Il ne s’engage en politique qu’en 2005, en fondant lui-même son propre mouvement Engagement pour le changement. Le fait de ne « pas être du sérail » est perçu comme un gage de confiance chez des citoyens devenus méfiants des politiques depuis la crise de 2001. En même temps, son inculpation pour contrebande dans un trafic de matériel automobile en 2001 et sa fortune grandissante répartie dans des comptes en Suisse et aux Etats-Unis, l’éloigne des préoccupations de la majorité des citoyens, à l’époque. Deux ans après une reprise en main des manettes du pouvoir par Kirchner, l’intention de Macri est de constituer une alternative au péronisme autour d’un projet libéral.
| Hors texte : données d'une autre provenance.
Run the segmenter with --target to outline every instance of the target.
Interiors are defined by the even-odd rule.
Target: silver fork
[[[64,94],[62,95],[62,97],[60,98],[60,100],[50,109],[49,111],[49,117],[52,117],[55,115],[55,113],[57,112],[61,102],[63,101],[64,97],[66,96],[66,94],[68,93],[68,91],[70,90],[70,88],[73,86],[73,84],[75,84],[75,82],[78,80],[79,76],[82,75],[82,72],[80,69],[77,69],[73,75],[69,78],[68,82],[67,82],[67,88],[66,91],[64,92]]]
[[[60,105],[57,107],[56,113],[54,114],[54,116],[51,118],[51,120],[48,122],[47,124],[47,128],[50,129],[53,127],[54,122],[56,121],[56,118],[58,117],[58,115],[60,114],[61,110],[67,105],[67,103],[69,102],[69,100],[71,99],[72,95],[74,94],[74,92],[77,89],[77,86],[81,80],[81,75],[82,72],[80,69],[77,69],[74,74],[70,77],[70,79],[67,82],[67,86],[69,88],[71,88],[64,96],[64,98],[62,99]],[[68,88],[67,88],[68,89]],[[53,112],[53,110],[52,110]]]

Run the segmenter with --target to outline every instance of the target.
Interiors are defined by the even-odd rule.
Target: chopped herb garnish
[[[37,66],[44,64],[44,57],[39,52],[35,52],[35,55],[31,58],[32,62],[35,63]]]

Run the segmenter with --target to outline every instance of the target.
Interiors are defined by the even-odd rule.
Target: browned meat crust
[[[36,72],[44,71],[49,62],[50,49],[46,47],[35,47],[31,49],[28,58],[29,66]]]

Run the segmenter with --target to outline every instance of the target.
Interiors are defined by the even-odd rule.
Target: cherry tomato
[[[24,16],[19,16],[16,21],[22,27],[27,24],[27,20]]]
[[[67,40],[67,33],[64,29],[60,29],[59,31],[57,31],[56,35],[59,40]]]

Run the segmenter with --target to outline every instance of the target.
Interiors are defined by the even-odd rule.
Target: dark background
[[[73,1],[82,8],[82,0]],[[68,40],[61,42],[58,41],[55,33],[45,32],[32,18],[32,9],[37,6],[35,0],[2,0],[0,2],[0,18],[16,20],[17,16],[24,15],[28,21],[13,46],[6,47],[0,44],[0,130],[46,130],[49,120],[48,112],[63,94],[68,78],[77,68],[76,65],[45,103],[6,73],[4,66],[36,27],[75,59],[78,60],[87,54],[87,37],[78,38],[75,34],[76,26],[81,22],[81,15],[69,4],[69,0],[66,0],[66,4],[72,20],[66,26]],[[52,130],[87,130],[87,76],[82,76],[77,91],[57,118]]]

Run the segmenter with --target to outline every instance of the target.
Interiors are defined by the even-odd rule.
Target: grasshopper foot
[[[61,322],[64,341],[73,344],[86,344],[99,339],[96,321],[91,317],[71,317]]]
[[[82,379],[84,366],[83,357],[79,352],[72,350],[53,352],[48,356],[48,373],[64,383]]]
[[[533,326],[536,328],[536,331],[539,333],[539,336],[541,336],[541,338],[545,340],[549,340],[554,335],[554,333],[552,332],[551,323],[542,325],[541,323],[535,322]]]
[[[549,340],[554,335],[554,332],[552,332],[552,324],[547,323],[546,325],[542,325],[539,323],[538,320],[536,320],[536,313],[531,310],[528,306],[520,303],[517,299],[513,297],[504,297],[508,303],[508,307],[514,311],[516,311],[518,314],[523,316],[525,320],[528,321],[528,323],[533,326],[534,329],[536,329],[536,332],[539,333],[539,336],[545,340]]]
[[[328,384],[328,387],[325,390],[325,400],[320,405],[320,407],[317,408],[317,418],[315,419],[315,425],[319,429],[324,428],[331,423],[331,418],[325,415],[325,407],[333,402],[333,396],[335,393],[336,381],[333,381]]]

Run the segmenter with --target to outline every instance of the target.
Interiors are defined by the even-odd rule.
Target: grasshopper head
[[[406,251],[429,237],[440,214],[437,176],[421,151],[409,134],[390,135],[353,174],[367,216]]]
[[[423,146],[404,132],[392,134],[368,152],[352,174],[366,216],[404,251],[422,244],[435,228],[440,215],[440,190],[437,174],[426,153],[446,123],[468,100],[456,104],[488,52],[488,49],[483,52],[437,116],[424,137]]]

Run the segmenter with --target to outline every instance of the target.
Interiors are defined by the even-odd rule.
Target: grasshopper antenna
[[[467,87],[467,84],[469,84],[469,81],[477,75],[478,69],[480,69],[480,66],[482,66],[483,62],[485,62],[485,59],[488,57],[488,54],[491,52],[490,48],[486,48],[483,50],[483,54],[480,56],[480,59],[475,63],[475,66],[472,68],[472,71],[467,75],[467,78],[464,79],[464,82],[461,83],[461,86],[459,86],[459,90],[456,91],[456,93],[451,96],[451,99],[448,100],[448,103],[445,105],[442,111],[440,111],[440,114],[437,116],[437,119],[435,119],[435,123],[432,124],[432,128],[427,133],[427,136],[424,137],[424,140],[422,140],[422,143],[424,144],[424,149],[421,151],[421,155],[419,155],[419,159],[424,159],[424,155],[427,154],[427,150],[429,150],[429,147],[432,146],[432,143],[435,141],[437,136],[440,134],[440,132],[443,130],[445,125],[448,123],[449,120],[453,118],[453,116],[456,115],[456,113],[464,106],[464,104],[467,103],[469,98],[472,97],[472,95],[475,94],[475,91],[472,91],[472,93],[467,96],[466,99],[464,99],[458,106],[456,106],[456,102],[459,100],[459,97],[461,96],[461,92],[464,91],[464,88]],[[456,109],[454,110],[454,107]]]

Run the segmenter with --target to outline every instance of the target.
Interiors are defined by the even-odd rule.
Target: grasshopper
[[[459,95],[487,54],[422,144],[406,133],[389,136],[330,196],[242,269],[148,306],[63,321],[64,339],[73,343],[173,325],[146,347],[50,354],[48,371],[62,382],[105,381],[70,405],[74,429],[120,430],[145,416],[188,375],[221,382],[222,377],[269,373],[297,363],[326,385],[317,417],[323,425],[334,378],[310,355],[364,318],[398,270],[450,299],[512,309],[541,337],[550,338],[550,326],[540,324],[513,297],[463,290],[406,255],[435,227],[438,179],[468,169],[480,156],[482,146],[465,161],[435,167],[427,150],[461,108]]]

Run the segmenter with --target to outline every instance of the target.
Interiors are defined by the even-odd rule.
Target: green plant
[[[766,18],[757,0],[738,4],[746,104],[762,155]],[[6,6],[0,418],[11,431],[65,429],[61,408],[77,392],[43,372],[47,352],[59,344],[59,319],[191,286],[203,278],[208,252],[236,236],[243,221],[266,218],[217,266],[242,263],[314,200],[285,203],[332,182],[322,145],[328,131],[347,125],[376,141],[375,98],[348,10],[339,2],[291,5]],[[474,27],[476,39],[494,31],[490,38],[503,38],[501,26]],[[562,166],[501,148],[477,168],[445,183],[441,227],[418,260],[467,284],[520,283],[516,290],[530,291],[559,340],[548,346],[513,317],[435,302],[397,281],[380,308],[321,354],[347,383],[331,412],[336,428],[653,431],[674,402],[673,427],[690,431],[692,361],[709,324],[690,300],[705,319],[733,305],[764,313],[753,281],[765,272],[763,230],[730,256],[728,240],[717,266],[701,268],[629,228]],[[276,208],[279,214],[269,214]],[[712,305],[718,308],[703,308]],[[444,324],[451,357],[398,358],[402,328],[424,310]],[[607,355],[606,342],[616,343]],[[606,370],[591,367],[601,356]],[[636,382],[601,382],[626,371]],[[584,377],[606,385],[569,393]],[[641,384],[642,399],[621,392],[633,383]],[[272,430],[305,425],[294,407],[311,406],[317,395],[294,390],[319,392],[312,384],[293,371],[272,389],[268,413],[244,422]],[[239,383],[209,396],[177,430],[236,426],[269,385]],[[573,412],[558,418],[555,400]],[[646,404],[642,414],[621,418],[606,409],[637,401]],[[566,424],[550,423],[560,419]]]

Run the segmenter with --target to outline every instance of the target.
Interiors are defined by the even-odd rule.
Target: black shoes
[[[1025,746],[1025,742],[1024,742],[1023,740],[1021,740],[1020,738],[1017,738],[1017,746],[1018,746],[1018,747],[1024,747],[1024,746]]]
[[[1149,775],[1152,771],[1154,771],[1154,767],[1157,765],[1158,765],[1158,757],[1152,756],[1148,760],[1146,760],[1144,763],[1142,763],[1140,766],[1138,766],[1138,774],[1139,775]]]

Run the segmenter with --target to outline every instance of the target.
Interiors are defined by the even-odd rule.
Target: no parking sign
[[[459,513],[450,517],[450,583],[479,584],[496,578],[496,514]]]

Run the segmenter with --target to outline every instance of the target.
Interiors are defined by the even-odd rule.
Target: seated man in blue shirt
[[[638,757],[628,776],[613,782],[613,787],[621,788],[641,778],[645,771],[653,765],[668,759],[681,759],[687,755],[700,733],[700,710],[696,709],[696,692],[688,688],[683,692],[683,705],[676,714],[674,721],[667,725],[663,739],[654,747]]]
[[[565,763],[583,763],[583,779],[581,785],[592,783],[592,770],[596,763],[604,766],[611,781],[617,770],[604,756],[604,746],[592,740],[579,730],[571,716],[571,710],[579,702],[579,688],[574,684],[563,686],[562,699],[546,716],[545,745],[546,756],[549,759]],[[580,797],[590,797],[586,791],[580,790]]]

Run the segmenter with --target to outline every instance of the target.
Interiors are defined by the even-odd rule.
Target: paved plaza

Ses appels à l’abaissement des taxes aux produits manufacturés et la relance des investissements par une politique commerciale d’ouverture, séduit les classes moyennes et hautes qui regrettent de ne pas pouvoir accéder, comme les autres, aux produits importés d’Europe et d’Etats-Unis à des prix raisonnables. En 2006 il remporte sa première victoire à un poste national en devenant député national, pour le parti Proposition Républicaine créé un an plus tôt. L’année suivante, c’est la consécration : il est élu maire de la ville de Buenos Aires. Mais l’ascension ne s’arrête pas là pour cet ambitieux qui a hérité de l’esprit d’entreprendre de son père ; l’un des businessmen les plus fortunés d’Argentine, à la tête de l’empire du Groupe Macri, titulaire des parts de nombreuses entreprises. Mauricio  Macri saisit l’opportunité des élections présidentielles de2015 pour s’allier avec l’autre pendant historique du paysage politique argentin : le radicalisme, dont le net déclin sur la dernière décennie oblige à la recherche de soutiens. C’est ainsi qu’il parvint à rassembler une large base électorale derrière lui. Un sens du leadership qu’il conjugue avec une image de père de famille rangé et de mari aimant de la sublime Juliana Awada. Une figure de sauveur charismatique faisant écho à une histoire politique marquée par le mythe des grands hommes. Sa légende à lui a débuté en tant que président du club de football le plus populaire en Argentine – le Club Atléthique de Boca Juniors –, couronné de 17 titres sous son mandat. Il sera réélu plusieurs fois, à chaque fois avec des scores plébiscitaires. Il charme une partie du peuple.

Mais cela suffira-t-il à faire oublier ses orientations vers l’économie de marché particulièrement impopulaires dans le pays du péronisme ? Où l’industrie nationale compte plus que n’importe où ailleurs, de même que les acquis sociaux dont il menace de faire disparaître une partie ? Malgré ses efforts de communication pour capter l’électorat péroniste – jusqu’à inaugurer une statue à la gloire du célèbre personnage historique, duquel il a déclaré se sentir proche –, celui-ci n’est pas dupe. Pendant la campagne Mauricio Macri est revenu à maintes reprises sur ses propres annonces, concernant des thèmes importants pour les argentins. Son revirement sur la question de la privatisation de l’entreprise nationale de pétrole YPF par exemple, tend à le décrédibiliser.

Reste à déterminer si, le 22 novembre, le destin politique de l’Argentine s’orientera, une fois de plus, vers ce particularisme local qui continue de marquer la vie politique soixante-dix ans après son apparition… ou si la poussée du « changement » tel que l’entend Macri, sera capable d’un véritable bouleversement politique en Argentine.